La nonna sbirciò con più attenzione il rudere e scosse decisa la testa: "No no, io voglio tornare a casa mia, qui non ci entro."

Bene, ci siamo pensò Piero.

Annalisa provò a insistere: "Nonna, noi arriva troppo tardi a Roma se parte adesso. Tu troppo stanca. Ora noi dormire qui, e domani poi riparte. Da?"

"Voglio andare a casa subito." piagnucolò la nonna, ansiosa e ormai insospettita.

Annalisa mise la mano nella borsetta, cercando qualcosa. Piero si irrigidì: erano al dunque, la scena della pistola.

Ma Annalisa estrasse solo un fazzoletto, si soffiò il naso, ingoiò sforzandosi di non piangere e poi cominciò a singhiozzare e gemere senza alcun ritegno. Piero e la nonna la guardavano stupiti, in attesa di una qualche spiegazione. Dopo qualche minuto, ancora singhiozzando, Annalisa si girò verso la nonna e, a testa bassa, cominciò: "Nonna. Ho mentito. Io non mi chiamo. Nadia. Io. Mi chiamoAnnalisa. E non. Vengo da Brlucistan. Io. Sonopugliese."

Nonna Caterina, senza fare una piega, annuì: "Ma certo cara, già lo sapevo. Non è il caso di disperarsi così per tanto poco. Suvvia." e le tese la mano.

Ma Annalisa, agguantata la piccola mano nodosa della vecchia, riprese a piangere ancora più copiosamente e, tra un sospiro e l'altro, le raccontò tutta la storia: il precariato, l'orologio biologico, il rapimento.

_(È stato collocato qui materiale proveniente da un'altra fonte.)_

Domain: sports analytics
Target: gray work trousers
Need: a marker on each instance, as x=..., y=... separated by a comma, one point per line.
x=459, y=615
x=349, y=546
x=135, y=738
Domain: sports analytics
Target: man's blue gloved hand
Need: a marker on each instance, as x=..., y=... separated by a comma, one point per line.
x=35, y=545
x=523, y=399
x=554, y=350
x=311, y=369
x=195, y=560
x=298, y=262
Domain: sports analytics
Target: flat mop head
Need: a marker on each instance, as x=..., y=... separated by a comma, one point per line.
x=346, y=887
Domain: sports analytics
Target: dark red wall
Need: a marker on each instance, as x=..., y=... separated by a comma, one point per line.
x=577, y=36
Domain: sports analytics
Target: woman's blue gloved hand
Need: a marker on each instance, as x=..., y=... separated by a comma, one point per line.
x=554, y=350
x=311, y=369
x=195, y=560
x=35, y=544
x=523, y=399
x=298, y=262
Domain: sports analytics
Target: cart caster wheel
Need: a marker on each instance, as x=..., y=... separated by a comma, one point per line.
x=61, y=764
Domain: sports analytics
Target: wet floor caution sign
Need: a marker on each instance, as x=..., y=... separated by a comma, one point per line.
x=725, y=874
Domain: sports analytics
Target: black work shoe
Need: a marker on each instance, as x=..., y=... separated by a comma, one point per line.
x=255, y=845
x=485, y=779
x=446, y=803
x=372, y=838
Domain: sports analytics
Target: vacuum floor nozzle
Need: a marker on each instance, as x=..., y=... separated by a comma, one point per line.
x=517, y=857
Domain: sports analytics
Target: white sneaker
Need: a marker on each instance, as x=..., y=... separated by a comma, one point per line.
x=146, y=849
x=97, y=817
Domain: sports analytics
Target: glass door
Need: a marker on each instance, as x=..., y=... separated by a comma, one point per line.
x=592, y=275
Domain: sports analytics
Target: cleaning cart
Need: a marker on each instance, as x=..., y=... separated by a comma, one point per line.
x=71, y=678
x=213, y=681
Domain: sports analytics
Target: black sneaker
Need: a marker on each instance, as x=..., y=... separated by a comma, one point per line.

La nonna si bevve tutto a bocca aperta e poi si limitò a commentare: "Oh. Accidenti, ragazza mia. Sapevo che c'era qualcosa sotto, ma non ti facevo così babbiona, tesoro."

Piero, che era rimasto congelato per tutta la durata della confessione, finalmente respirò. E poi scoppiò in una risata fragorosa. Nonna Caterina lo imitò, prima piano e poi sempre più violentemente, al punto da doversi tenere la pancia, e asciugare gli occhi.

Annalisa li guardava, umiliata da tanta ilarità, ma anche discretamente sollevata che la cosa fosse finita a tarallucci e vino.

Quando si furono tutti calmati, fu il momento di decidere dove andare a dormire.

"Già che ormai siamo qui..." azzardò Annalisa.

"No no. Io qui non ci dormo. Voglio tornare a casa mia." ribadì testarda la nonna.

Piero sospirò, girò la macchina e ripresero la strada sterrata, poi la statale, poi l'autostrada. All'alba, a Roma, si misero a letto e dormirono tutti come sassi.